Волков: Она вас спасла.
Евтушенко: И себя тоже. И лектор не мог никуда доложить, потому что сам мог пасть жертвой: значит, они не проводят достаточно воспитательной работы. Это они больше свои шкуры спасали, чем мою.
Волков: Мама ваша вроде бы не была в восторге от того, что вы идете в профессиональные поэты.
Евтушенко: Ну как вам сказать. Сначала нет. А потом, когда увидела, что это становится серьезным, она меня поддерживала. Когда меня особенно уж ругали и били, она меня поддерживала.
Волков: А отец как реагировал на ваши первые публикации?
Евтушенко: Нормально, поругивал иногда, но в целом верил в меня. И когда-то дал большой урок. Я писал поэму о Магеллане, мне нужно было рифму найти. И у меня получилось так: «одетый в тонкий нидетоль, вошел тогда к нему король». Папа спрашивает: «Что это такое – нидетоль?» А я говорю: «Это нидерландская ткань того времени». И он дико стал хохотать: «Ты же для рифмы это придумал!» И потом, когда я завирался, он говорил: «Женька, это нидетоль из тебя попер опять!» Все время он так говорил. Это было у него чудесное издевательское слово. Он мне его напоминал, желая предостеречь от какого-то преувеличения, привирания, от несерьезного чего-то в стихах… Этим он сразу ставил меня на место.
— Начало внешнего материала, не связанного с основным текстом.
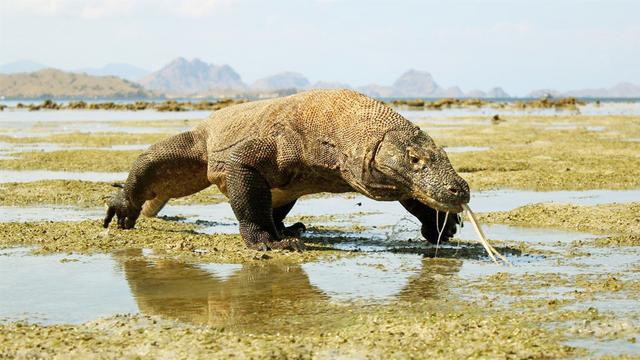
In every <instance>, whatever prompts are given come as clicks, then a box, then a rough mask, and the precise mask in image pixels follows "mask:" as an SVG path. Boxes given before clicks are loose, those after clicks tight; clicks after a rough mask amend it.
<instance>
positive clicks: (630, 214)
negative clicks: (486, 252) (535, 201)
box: [480, 203, 640, 245]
Волков: Евгений Саныч, расскажите, как началась ваша карьера профессионального поэта – вы ведь в этом отношении, как и во всех прочих, были вундеркинд?
Евтушенко: Первое упоминание моего имени было в «Комсомольской правде», в письме Елены Смирновой – она была литконсультант, очень хорошо ко мне относилась. Я ей носил всякие стихи – и безнадежно. Но она процитировала меня, две какие-то строчки.
Волков: Это для вас было колоссальным событием! В газете! По-настоящему!
Евтушенко: Конечно! Это было в 1948 году.
Волков: Вам тогда шестнадцать лет?
Евтушенко: Да. Но еще раньше, до «Комсомольской правды», я ходил в издательство «Молодая гвардия». Я отправил туда рукописную книгу стихов. И когда я пришел в редакцию, меня встретил человек с повязкой на глазу, похожий немножко на пирата, что меня уже расположило.
Волков: Вы же хотели быть пиратом!
Евтушенко: Это был поэт Андрей Досталь. Он спросил: «Мальчик, а почему ты пришел за рукописью своего папы? А папа твой где?» Я говорю: «Какой мой папа? При чем тут мой папа?» Досталь ко мне наклонился и так посмотрел на меня! «Вот это вот твои стихи?! Ну-ка, прочти-ка нам всем эти стихи!» Ну, я и прочел.
Все стали улыбаться, конечно. Они на меня смотрели, прыская в кулаки: «Мальчик, в тебе что-то есть, если ты пишешь сейчас такие стихи!» Это, может быть, сорок седьмой или сорок шестой год…
Волков: То есть вам вообще лет пятнадцать? И вы писали стихи про неверных подруг…
Евтушенко: Ну фантазии, конечно!
Волков: Неужели в каких-то девчонок вы не влюблялись уже тогда? Не может этого быть! Пятнадцать лет – это же самый возраст!
Евтушенко: Я влюбился еще до войны. В первом классе у меня была любовь – Эля Румянцева. Она об этом даже не знала. Я просто ее тихо любил.